Momelotinib, which is a JAK1/2 inhibitor that also appears to inhibit activating receptor signaling and hepcidin expression, has been shown in phase 2 testing to have an anemia response, which we don't see with the other JAK inhibitors. This is important because for those patients we see with anemia as part of their picture and have spleen and symptom burden, it would be advantageous to be able to deliver the benefits of JAK inhibition without the detriments of anemia and actually improving anemia in patients.
That's what the MOMENTUM study is designed to do, and that's a randomized phase 3 study testing momelotinib versus danazol. It's a double-blinded, placebo-controlled study, and the primary end point is symptom improvement, but a key secondary end point is anemia response, so I'm hopeful that study, importantly, will hit its primary end point and allow for secondary end point assessment and join the armamentarium so that we have multiple options for our patients and can cycle JAK inhibitors as well.

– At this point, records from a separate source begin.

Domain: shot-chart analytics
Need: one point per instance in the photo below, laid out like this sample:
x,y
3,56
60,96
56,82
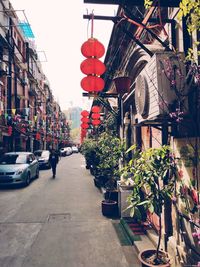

The problem we have in myelofibrosis is that it is a disease where you have both a clonal hematopoietic stem cell disorder in the context of a microenvironment in the bone marrow and spleen that are also corrupted. Trying to address both or finding 1 agent to address both is probably unrealistic, so it needs combination therapies, which, as we discussed, with BET inhibitors or BCL-2 inhibitors, or multiple other drugs that are in testing right now that are usually combined with the backbone, which is a JAK inhibitor at this point. However, I do think that paradigm will change, and you will see various combinations of therapies, hopefully, that are informed by preclinical studies that suggest that the 2 agents work well in combination because that's the way we will move the field forward.
It is a complex disease, and it's hard for patients to wrap their heads around the disease because it is a blood cancer, but it often results in bone marrow failure. It's hard to explain to patients what's driving it and how to address it and the complex issues that surround it because most patients are either older in age or have significant comorbidities and are not amenable to hematopoietic stem cell transplantation, which is the only curative option.
For most of these patients in whom we know that the median survival can range anywhere in low-risk patients from 10 to 15 years, to high-risk patients in whom the survival can be 1 to 2 years, it's very hard to predict for a given individual how they will behave and how to approach their disease. The older and sicker they are, the more complicated that is in balancing risks and benefits of the disease versus the therapies that we can offer.
I encourage physicians in the community and patients alike to consider referral to tertiary centers where clinical trial options are available because this is really how we move the field forward. If it weren't for those brave folks who enrolled on the COMFORT studies, we wouldn't have ruxolitinib approved today, or similarly, for the JAKARTA studies, we wouldn't have fedratinib available. I'm hoping we'll continue that momentum and deliver more effective drugs, but really, it's a union between academia, pharmaceutical industry, and patients.